Naipes Heraclio Fournier S.A. is a playing card manufacturer based in Vitoria, Spain, with a factory in Legutio. It has been owned by the United States Playing Card Company since 1986, which was acquired by Belgium–based Cartamundi in 2020.

==History==
Heraclio Fournier González, the youngest son of French-Spanish industrialist Lazaro Fournier and Paula González, went to work with his brother Braulio Fournier in the family's factory. Their business, called Fournier Hermanos, developed a new type of playing card.

After splitting from the company, Heraclio moved to Vitoria-Gasteiz and in 1870 created a lithography factory called "Naipes Heraclio Fournier" focusing on playing card manufacturing, and later printing stamps and books.

In 1875 Heraclio created new printing ways and new graphic models. Two years later he worked with a Spanish art teacher called Emilio Soubrier and a painter called Diaz de Olano to design a new brand of playing cards. That was going to be the first brand of his famous Spanish playing cards. In 1880 he changed his workplace to a bigger one on Fueros Street.

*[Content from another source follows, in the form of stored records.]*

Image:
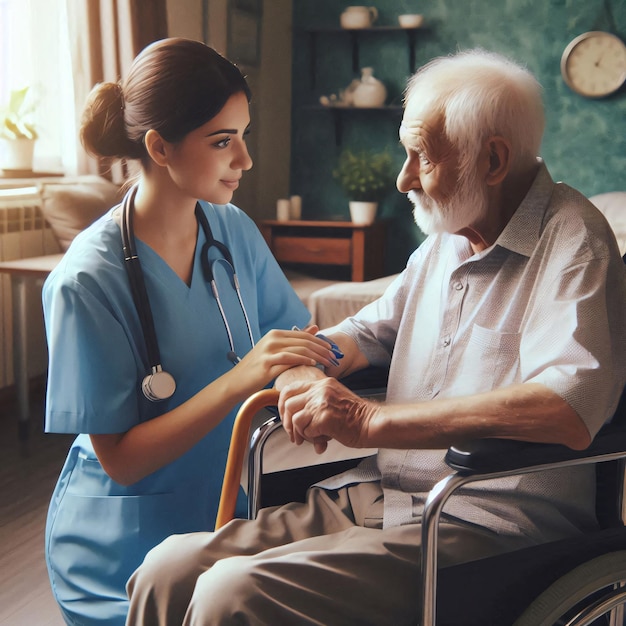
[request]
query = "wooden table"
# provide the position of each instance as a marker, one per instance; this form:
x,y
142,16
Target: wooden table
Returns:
x,y
21,271
317,242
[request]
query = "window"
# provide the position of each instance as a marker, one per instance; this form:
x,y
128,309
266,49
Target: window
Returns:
x,y
35,51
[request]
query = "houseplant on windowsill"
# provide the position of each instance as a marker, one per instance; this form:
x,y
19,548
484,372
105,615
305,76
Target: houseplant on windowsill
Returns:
x,y
18,130
365,177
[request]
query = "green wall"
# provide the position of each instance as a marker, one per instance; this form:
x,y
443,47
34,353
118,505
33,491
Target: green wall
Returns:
x,y
585,140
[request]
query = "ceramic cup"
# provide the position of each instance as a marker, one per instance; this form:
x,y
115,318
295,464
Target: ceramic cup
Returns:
x,y
358,17
283,207
295,207
410,20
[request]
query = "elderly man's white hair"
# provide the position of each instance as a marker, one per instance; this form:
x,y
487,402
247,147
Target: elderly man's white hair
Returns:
x,y
481,94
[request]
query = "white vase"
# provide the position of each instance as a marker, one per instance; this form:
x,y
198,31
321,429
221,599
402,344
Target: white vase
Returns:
x,y
362,212
370,92
18,154
358,17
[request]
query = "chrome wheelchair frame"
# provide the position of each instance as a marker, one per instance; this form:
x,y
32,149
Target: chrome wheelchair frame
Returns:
x,y
481,460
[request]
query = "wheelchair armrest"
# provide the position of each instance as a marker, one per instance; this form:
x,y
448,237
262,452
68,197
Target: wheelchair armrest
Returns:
x,y
367,381
486,456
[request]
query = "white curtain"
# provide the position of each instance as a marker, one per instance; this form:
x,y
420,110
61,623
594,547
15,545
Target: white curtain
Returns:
x,y
34,51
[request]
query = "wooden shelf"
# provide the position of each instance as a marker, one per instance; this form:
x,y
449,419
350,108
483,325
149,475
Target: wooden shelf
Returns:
x,y
340,112
326,242
355,35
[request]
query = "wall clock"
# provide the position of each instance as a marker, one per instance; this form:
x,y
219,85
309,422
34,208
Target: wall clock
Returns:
x,y
594,64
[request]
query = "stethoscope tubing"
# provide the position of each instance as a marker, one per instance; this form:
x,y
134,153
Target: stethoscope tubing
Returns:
x,y
158,384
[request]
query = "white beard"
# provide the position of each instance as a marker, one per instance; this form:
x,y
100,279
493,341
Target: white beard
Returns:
x,y
466,207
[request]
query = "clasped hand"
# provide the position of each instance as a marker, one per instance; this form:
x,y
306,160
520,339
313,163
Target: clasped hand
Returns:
x,y
321,410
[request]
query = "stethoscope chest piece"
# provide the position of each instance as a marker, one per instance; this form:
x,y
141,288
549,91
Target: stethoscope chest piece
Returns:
x,y
159,385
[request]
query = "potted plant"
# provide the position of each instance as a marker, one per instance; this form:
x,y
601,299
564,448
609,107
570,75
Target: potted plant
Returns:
x,y
365,177
18,130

The next year he travelled frequently to France to improve his manufacturing. In 1889 he won a prize in the Exposition Universelle of Paris. One year later, he decided to change his actual playing cards to a new deck with 12 different colours. After the changes, he won many prizes in Paris, Madrid, and Barcelona.

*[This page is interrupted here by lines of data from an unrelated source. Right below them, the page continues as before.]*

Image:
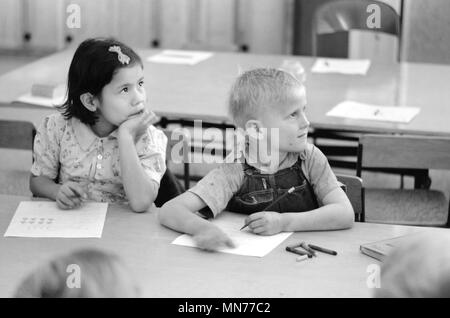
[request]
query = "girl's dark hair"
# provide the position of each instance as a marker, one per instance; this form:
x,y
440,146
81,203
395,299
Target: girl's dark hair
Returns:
x,y
93,66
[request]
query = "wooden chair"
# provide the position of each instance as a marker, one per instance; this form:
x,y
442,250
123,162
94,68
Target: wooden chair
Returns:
x,y
405,206
170,187
331,23
337,18
16,135
354,189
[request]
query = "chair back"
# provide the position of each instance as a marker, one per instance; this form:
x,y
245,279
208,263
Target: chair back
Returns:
x,y
16,134
354,189
170,187
345,15
403,151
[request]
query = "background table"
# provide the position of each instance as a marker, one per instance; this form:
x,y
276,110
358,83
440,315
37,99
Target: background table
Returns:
x,y
166,270
200,91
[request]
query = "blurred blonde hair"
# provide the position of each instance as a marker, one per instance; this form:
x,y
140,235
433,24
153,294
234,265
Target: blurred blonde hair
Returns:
x,y
102,274
418,268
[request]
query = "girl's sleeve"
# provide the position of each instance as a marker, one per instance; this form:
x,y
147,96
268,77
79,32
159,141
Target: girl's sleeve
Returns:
x,y
152,153
47,148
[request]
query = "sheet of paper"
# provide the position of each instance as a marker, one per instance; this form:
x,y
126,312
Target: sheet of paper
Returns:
x,y
247,243
57,100
179,57
355,110
343,66
45,219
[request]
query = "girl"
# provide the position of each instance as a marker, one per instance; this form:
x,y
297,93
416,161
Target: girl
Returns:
x,y
103,145
86,273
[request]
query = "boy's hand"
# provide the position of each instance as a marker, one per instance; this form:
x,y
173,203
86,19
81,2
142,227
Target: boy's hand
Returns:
x,y
265,223
212,238
137,124
69,195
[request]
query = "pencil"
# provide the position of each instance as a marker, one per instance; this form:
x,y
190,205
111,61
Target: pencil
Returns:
x,y
272,204
323,250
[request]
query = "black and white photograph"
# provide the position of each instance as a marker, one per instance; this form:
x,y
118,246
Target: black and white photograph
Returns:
x,y
225,156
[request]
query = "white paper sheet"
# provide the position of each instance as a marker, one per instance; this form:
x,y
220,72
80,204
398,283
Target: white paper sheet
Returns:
x,y
355,110
45,219
343,66
57,100
180,57
247,243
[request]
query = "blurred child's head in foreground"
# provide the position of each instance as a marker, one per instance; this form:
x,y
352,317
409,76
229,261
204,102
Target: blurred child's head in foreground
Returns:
x,y
418,268
86,273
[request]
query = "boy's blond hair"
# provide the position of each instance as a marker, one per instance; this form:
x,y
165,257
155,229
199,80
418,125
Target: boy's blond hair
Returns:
x,y
257,89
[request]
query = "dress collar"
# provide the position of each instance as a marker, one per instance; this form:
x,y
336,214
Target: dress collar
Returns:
x,y
84,134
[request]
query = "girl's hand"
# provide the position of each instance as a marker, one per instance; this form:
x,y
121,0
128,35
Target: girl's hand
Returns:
x,y
212,238
265,223
70,195
136,125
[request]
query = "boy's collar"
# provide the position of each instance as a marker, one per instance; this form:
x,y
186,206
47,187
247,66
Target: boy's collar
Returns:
x,y
84,134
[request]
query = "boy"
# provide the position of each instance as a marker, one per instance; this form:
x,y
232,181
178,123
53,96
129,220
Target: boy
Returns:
x,y
264,100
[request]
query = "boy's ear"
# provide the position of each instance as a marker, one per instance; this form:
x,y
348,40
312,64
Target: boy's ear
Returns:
x,y
253,124
253,128
89,101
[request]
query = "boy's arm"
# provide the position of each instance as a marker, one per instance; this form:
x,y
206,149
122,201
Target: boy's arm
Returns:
x,y
335,214
140,189
179,214
42,186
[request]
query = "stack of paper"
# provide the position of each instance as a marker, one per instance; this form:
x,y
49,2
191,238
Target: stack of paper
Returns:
x,y
45,219
355,110
247,243
343,66
180,57
56,99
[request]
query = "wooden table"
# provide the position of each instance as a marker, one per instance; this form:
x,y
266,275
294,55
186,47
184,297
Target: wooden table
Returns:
x,y
166,270
200,91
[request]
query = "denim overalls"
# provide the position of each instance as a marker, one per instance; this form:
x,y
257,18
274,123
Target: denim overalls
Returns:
x,y
259,190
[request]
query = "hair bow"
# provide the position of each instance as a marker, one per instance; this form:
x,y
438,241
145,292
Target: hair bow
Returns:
x,y
123,58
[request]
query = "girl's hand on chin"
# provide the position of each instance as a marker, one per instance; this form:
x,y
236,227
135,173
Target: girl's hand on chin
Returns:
x,y
137,124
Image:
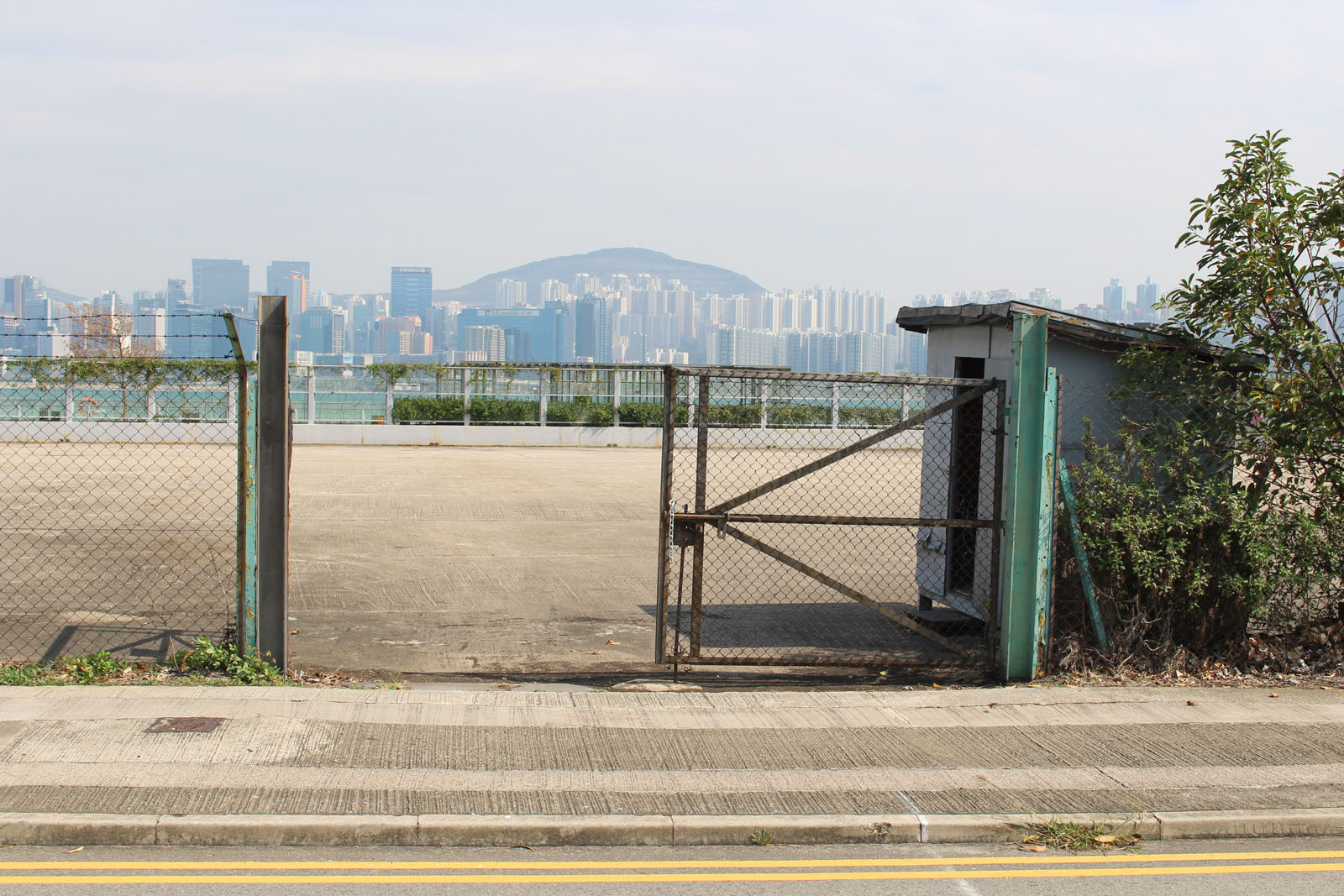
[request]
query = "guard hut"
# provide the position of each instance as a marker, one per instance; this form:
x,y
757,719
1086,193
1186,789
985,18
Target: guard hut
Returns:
x,y
974,342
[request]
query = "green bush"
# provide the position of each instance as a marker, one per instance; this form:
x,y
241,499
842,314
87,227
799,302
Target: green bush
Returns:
x,y
93,668
642,414
495,410
1180,558
736,414
223,658
503,410
870,417
800,416
427,410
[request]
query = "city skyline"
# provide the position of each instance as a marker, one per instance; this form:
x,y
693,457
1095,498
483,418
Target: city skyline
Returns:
x,y
907,149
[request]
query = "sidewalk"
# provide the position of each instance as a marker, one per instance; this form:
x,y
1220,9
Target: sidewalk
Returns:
x,y
507,768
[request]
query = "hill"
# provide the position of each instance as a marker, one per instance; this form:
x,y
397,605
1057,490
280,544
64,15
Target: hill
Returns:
x,y
605,262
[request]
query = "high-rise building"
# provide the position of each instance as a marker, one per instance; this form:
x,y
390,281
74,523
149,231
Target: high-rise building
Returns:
x,y
554,291
593,329
1146,297
19,296
413,291
322,331
279,275
1113,300
488,340
510,293
219,282
1042,297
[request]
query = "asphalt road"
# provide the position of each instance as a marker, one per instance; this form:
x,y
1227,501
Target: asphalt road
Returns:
x,y
1300,867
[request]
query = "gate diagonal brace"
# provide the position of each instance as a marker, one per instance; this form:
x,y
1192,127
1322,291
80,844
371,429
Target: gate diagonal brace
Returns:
x,y
895,616
869,441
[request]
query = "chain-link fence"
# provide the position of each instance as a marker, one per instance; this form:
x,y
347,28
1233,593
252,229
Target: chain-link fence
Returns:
x,y
118,484
830,520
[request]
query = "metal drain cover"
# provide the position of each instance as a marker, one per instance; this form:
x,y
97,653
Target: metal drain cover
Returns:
x,y
183,723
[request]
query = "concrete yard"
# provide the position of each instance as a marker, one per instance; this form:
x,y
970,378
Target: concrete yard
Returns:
x,y
459,559
438,560
522,559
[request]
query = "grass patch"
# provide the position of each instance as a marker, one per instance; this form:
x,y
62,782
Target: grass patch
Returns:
x,y
203,663
1079,837
223,660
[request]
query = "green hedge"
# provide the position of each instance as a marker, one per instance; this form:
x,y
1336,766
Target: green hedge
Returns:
x,y
643,414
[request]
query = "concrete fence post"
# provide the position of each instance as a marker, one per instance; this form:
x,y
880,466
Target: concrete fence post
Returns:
x,y
1030,506
273,479
543,389
467,396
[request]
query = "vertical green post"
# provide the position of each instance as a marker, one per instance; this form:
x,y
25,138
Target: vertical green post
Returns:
x,y
248,586
246,559
1028,539
1045,590
1075,532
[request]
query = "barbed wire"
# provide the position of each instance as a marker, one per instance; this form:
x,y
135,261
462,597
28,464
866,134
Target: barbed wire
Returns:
x,y
97,315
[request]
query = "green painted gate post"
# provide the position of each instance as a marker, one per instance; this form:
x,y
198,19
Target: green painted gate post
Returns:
x,y
246,558
1030,520
248,584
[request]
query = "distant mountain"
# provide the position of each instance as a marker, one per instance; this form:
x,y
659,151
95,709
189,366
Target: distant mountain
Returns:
x,y
605,262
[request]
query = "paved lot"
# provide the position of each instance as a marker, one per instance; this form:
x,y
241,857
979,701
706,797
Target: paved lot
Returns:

Heraclio Fournier died in Vichy in 1916. Following this, his grandson, Félix Alfaro Fournier, became the owner of the company after Félix started a playing card collection. In 1970, after buying the cards of Thomas De la Rue, he opened a museum called "Museo Fournier de Naipes".

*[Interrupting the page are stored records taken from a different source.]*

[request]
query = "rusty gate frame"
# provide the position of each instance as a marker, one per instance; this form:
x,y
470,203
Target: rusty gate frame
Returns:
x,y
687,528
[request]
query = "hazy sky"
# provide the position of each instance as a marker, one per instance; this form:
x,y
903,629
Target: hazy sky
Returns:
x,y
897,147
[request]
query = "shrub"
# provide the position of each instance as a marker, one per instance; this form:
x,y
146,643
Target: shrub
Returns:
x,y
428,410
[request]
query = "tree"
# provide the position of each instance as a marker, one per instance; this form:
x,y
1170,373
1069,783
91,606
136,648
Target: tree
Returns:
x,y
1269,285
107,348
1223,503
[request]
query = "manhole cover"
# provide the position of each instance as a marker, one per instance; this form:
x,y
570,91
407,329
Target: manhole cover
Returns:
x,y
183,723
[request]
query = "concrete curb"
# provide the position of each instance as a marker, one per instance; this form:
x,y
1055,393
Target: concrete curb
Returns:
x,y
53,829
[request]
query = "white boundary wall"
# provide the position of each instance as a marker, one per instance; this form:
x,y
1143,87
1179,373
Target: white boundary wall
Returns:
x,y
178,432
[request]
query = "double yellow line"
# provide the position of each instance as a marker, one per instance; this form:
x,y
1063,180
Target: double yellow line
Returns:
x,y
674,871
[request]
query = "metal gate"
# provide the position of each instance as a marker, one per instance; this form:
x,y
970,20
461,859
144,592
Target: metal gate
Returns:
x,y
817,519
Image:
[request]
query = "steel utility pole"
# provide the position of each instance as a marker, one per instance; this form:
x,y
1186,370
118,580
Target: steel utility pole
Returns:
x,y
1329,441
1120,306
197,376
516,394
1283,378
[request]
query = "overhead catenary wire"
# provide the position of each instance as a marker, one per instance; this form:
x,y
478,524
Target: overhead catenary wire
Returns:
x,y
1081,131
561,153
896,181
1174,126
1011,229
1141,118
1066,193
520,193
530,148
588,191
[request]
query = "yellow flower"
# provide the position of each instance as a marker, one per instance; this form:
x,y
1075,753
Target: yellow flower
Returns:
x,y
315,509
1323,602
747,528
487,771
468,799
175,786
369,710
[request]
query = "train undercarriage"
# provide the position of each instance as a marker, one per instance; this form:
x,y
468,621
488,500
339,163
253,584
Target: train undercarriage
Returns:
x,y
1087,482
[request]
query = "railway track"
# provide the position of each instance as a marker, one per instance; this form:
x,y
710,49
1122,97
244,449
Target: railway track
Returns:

In 1948 Naipes Heraclio Fournier company was the best playing card manufacturer in Spain. In 1986 the company United States Playing Card Company bought Naipes Heraclio Fournier.

Currently, the company sells 16 million packs a year to many casinos around the world, being one of the most important playing card manufacturers in the world.

In 1986 it was acquired by the US Playing Card Company, entering a conglomerate where other brands such as Bicycle, Aviator, Bee and KEM are located.

In 1993, it continued to increase its presence in the international market. This transformation forced them to move to their current location, a large warehouse with adequate facilities to meet the growing demand. It has obtained the certificate ISO 9001 - 2000 (Lloyd's Register Quality Assurance) for the quality of the production process.

==Products==

The company produces many different types of cards.

- Poker and Bridge playing cards: The most used playing cards in casinos. The company sells around 6 million packs a year.
- Spanish playing cards: The most famous cards of Fournier. The company sells around 10 million packs a year.
- Tarot playing cards.
- Trading cards: Fantasy art cards, children's card games, advertising themed cards, sports cards.